According to Wainwright, sellers of distressed businesses should focus on eight key aspects to ensure they are as well prepared as possible:

  • Cash: In a distressed situation cash truly is king. Accurate forecasting and day-by-day cash balances are often required to ensure any buyer is confident that scarce cash reserves are under proper control. 
  • Equity story and turnaround plan: Any buyer is going to want to understand the proposed turnaround strategy: how is the business going to enact its recovery and what value can be created that means the distressed business is worth saving? Clear presentation of this strategy is essential.
  • The business model: Clear demonstration of how the business model generates cash is required, with analysis that shows how financial performance will respond to key changes – whether these are positive improvements (e.g., increases in revenue) or emerging risks that further damage the business.  Demonstrating the business is resilient enough to cope with these changes can go a long way to assuring investors there is a viable future.
  • Management team: As outlined above, this is a challenging process. The management team are in it together and need to be consistent in presenting the turnaround. Above all, the team needs to be open about the underlying causes that resulted in the distressed situation arising.  A defensive management team who fail to acknowledge root causes of distress are unlikely to resolve the situation.

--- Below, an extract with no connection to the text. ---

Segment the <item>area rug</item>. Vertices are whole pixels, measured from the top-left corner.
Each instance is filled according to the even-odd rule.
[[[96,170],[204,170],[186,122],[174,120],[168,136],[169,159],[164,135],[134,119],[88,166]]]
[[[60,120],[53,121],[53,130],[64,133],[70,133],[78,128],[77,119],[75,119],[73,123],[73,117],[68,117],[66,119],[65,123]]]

8 tips for successfully buying or selling a distressed business

  • Financing: More than in any traditional transaction, distressed businesses need to understand the impact on working capital. The distressed situation frequently results in costs rising as credit insurance becomes more difficult to obtain or as customers and suppliers reduce credit. Understanding how these unwind will be important to the potential investors.
  • Employees: Any restructuring programme can be difficult for employees. Maintaining open communications and respecting the need for consultation is the basic requirement. In successful turnarounds, employees are often deeply engaged in designing and developing solutions. Demonstrating a supportive, flexible employee base can often support the sale process.
  • Structuring: Understanding how to structure the business for the proposed acquisition can add significant value. Where possible, asset sales may be preferred, enabling buyers to move forward with limited liabilities. However, impacts on customers, employees and other stakeholders need to be considered.
  • Off balance sheet assets: In the course of selling a distressed business, additional attention is often given to communicating the value of items that may not be fully valued in the financial statements. Brands, intellectual property and historic tax losses are all examples of items that may be of significant value to a purchaser. Highlighting these aspects can make an acquisition more appealing.

“These eight focus areas can help to sell a distressed business and are important in reaching a successful outcome, but it should be noted that it will remain a challenging process,” Wainwright explains. 

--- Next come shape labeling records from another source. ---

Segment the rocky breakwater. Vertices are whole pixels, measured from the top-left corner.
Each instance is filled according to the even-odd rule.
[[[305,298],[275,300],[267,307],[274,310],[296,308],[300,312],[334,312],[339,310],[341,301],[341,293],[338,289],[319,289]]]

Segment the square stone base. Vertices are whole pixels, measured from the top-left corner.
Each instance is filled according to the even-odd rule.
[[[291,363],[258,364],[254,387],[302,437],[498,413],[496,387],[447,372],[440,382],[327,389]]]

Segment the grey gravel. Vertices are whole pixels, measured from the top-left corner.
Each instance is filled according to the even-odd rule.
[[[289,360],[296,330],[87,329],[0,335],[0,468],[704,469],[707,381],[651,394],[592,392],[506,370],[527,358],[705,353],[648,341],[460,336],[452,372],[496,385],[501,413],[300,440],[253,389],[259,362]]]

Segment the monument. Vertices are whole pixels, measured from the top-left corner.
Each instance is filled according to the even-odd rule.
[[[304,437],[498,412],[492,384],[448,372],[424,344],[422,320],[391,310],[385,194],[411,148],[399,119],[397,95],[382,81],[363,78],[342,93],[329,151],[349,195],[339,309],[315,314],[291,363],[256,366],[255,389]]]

With recent studies indicating that the valuation of distressed business is trending north. With increased appetite from buyers who are accustomed to taking on these situations, it is likely that more distressed deals will be seen in the coming months. “Preparing management teams as best as possible for delivering these will be key to ensuring these businesses can pass on to new owners who can hopefully drive the restructuring required to see these succeed,” Wainwright added.